QUITE: Quantifying Uncertainty in Natural Language Text in Bayesian Reasoning Scenarios
Timo Pierre Schrader, Lukas Lange, Simon Razniewski, Annemarie Friedrich
TL;DR
QUITE introduces a high-fidelity, linguistically varied dataset for validating uncertainty-aware Bayesian reasoning in natural language, encompassing numeric and words-of-estimative-probability premises, evidences, and queries across causal, evidential, and explaining-away patterns. The authors propose a neuro-symbolic pipeline that parses natural language into ProbLog representations and solves them with probabilistic logic, showing that ProbLog-FT and related neuro-symbolic methods substantially outperform vanilla LLM prompting, especially on non-forward reasoning tasks. Key contributions include the dataset creation pipeline, the first explicit separation of three Bayesian inference types in evaluation, and a thorough analysis of model strengths, weaknesses, and sources of error. The findings suggest that integrating principled probabilistic reasoning with fine-tuned semantic parsing is essential for robust, real-world Bayesian reasoning in NLP, with implications for deploying reliable uncertainty-aware systems.

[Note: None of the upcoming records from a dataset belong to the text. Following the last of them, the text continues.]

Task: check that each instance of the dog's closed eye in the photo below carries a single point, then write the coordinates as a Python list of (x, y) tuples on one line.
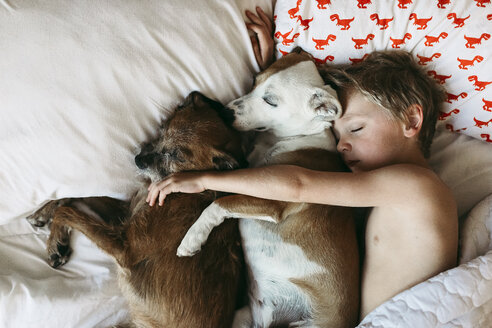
[(270, 100)]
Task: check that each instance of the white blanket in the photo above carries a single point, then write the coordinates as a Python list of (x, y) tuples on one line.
[(84, 83)]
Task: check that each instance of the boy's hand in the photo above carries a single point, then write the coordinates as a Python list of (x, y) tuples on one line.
[(263, 45), (187, 182)]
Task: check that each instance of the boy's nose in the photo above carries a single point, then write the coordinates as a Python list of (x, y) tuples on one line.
[(343, 146)]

The work also outlines directions for future robustness, interventional queries, and handling longer, more complex text in uncertainty reasoning contexts.
Abstract
Reasoning is key to many decision making processes. It requires consolidating a set of rule-like premises that are often associated with degrees of uncertainty and observations to draw conclusions. In this work, we address both the case where premises are specified as numeric probabilistic rules and situations in which humans state their estimates using words expressing degrees of certainty. Existing probabilistic reasoning datasets simplify the task, e.g., by requiring the model to only rank textual alternatives, by including only binary random variables, or by making use of a limited set of templates that result in less varied text. In this work, we present QUITE, a question answering dataset of real-world Bayesian reasoning scenarios with categorical random variables and complex relationships. QUITE provides high-quality natural language verbalizations of premises together with evidence statements and expects the answer to a question in the form of an estimated probability. We conduct an extensive set of experiments, finding that logic-based models outperform out-of-the-box large language models on all reasoning types (causal, evidential, and explaining-away). Our results provide evidence that neuro-symbolic models are a promising direction for improving complex reasoning. We release QUITE and code for training and experiments on Github.